DBConfig
The DBConfig class specifies the storage location for the index, with options for in-memory storage, databases, or file-based storage.
Parameters
| Parameter | Type | Default | Description |
|---|
location | string | - | DB location (redis, postgres, memory, rocksdb, threadsafememory) |
table_name | string | None | (Optional) Table name (postgres-only) |
connection_string | string | None | (Optional) Connection string to access DB. |
The supported location options are:
"rocksdb": Use for persistent local storage with no network dependency (recommended for embedded/local deployments).
"redis": Use for high-speed, in-memory storage (recommended for index_location).
"postgres": Use for reliable, SQL-based storage (recommended for config_location).
"memory": Use for temporary in-memory storage (for benchmarking and evaluation purposes).
"threadsafememory": Use for thread-safe in-memory storage (for multi-threaded benchmarking and evaluation).

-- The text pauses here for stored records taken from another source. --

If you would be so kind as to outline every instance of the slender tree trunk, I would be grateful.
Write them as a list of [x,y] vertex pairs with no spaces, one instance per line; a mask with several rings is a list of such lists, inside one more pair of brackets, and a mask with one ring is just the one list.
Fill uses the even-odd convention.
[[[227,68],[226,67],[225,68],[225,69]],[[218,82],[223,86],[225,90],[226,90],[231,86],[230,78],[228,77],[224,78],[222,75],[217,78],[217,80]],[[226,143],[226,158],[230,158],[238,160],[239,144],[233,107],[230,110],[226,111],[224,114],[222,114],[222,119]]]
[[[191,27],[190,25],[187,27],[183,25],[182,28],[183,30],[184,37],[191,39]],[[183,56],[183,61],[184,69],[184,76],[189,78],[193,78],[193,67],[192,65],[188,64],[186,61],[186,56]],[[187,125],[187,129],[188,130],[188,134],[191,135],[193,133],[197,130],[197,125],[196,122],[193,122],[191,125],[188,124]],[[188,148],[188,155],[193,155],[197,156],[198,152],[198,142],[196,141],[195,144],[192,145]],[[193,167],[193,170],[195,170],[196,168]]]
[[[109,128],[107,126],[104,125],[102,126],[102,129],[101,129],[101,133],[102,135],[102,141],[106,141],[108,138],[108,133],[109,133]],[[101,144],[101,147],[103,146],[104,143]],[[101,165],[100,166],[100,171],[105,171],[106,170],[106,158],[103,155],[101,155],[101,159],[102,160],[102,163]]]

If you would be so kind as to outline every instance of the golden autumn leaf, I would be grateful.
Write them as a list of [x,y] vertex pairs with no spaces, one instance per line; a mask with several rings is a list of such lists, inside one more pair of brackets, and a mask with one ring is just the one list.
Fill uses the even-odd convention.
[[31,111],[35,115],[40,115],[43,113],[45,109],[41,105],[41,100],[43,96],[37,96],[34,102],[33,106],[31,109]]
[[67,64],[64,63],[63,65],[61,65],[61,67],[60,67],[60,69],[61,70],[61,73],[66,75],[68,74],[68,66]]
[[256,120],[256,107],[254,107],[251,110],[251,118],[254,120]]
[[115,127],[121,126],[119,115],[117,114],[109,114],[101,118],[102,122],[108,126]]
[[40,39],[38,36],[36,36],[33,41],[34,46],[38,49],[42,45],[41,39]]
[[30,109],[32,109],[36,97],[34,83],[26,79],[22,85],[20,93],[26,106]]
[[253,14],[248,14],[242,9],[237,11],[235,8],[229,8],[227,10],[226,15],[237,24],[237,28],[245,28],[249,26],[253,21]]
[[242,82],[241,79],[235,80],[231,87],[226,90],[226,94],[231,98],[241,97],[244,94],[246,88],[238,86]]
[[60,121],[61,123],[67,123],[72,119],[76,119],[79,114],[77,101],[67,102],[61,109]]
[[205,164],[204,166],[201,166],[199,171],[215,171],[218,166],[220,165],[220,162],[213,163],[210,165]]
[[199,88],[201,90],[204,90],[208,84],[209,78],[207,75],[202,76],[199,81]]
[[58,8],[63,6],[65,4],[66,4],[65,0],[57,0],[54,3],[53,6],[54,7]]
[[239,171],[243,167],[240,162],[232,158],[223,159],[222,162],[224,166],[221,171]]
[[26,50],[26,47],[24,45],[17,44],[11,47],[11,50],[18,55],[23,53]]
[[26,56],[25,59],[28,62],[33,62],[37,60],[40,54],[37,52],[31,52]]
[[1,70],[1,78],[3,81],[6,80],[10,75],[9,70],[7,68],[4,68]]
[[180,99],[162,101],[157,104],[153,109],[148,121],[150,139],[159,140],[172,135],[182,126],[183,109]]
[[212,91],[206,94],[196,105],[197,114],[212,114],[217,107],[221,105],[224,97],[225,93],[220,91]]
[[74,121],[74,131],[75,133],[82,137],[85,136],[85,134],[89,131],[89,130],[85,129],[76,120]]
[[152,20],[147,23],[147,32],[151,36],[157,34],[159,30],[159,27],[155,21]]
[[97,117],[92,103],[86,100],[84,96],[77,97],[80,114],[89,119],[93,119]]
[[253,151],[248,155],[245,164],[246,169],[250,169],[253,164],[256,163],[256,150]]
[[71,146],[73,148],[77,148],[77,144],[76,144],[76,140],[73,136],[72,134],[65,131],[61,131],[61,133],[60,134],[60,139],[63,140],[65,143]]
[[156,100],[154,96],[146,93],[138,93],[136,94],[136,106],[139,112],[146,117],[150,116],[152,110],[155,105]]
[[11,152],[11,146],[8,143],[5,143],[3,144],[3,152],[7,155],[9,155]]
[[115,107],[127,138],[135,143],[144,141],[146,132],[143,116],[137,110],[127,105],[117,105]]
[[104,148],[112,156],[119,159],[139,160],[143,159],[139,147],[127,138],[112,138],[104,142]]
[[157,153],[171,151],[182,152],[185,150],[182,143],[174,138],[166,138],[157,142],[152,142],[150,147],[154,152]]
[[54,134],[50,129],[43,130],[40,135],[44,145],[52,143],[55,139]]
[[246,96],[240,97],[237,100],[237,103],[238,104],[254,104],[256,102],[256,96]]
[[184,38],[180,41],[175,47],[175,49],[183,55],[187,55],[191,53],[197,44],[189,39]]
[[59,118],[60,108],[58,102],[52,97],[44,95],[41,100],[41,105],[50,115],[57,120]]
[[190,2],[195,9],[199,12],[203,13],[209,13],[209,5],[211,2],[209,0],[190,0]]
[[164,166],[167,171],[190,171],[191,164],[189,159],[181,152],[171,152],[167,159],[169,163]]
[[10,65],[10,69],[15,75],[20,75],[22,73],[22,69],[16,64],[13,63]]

memory is deprecated and will be removed in a future release. Please use threadsafememory instead.
Example Usage
import cyborgdb_core as cyborgdb
index_location = cyborgdb.DBConfig(
location="redis",
connection_string="redis://localhost"
)
config_location = cyborgdb.DBConfig(
location="postgres",
table_name="config_table",
connection_string="host=localhost dbname=postgres"
)
For more info, you can read about supported backing stores here.
GPUConfig
The GPUConfig class configures which operations should use GPU acceleration. GPU acceleration requires CUDA support.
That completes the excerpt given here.